NORWALK, Conn. – With violent crime down a reported 12.2 percent, Democratic mayoral candidate Andy Garfunkel has a question: "Are we also tracking the shots fired?"

The Norwalk Department of Police Service reported Friday that violent crimes in the city were 12.2 percent lower in the first six months of 2011 than in the same six-month period in 2010.

"This is a reflection of the work that the chief and his department have put in with extra patrols and outreach to the community for cooperation," Mayor Richard Moccia said by email. "It is important to point out that we must continue the efforts to keep our city as safe as possible. I am also very grateful to the men and women of our department for their dedication and hard work."

But Garfunkel called for more. "I'm glad to hear that statistics show that there's crime reduced in Norwalk," he said. "I believe that as mayor I still can reduce these numbers even more so. I don't believe that this really takes into account the involvement of guns" in the decrease of aggravated assaults.

He wondered whether police were keeping track of the number of times gunshots were reported in neighborhoods. "The operative word is gun-related crime, or gun-related incidents, both of which I am sure are up," Garfunkel said.

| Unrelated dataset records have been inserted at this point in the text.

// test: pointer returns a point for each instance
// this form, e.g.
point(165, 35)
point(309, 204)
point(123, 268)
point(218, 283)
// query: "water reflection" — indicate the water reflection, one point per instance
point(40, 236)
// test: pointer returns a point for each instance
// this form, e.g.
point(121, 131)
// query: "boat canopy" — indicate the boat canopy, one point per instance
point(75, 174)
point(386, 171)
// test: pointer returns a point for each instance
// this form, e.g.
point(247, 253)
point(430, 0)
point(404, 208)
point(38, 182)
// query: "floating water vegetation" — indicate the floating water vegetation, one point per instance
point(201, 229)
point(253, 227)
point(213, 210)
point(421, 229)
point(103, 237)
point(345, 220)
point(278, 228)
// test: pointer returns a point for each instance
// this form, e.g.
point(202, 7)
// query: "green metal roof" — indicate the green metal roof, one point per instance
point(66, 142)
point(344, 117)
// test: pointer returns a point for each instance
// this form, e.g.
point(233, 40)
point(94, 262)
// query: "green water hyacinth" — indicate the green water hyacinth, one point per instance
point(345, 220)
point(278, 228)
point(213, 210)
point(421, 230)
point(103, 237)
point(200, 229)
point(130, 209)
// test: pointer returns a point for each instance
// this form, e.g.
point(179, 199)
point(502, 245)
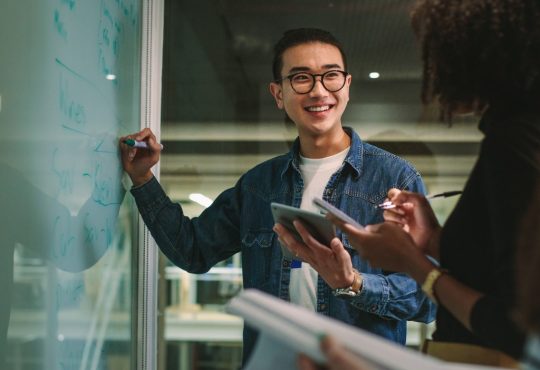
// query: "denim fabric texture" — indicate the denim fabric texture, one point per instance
point(240, 220)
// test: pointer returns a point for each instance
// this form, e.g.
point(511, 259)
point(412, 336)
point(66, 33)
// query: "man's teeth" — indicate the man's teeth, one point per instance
point(318, 109)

Crime was also a topic at the Common Council at-large candidates' debate Thursday at City Hall. "Let's do a reality check," said Republican incumbent Doug Hempstead. "Crime in the city of Norwalk overall is down. It doesn't make the headlines. What makes the headlines is when somebody gets murdered or there's a drug bust.

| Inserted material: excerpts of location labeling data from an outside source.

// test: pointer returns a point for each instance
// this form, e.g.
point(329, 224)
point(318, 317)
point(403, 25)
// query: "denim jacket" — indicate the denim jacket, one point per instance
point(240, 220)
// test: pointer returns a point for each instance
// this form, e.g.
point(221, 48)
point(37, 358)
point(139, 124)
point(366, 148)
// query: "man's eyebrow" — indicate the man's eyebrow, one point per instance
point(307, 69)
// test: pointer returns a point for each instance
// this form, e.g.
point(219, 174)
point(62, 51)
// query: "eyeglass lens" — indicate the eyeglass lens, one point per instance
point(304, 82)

"We're not immune. This is a miniature version of New York City. What I mean by that is has all the problems. We're not a Darien; we're not a Wilton."

Another candidate challenged the scenario. "As someone once said, 'There are lies, damned lies and statistics,'" said Democrat Kate Tepper. "The statistics do show that crime is down, however, crimes of rape and murder have increased so it isn't all a rosy picture."

Tepper was referring to FBI statistics released recently . But the figures announced Friday by the Norwalk Police Department show the same thing. A total of 99 aggravated assaults were reported in the first half of 2010 and 100 in 2011. Nine forcible rapes were reported in the first six months of 2010, and 11 during the same period in 2011.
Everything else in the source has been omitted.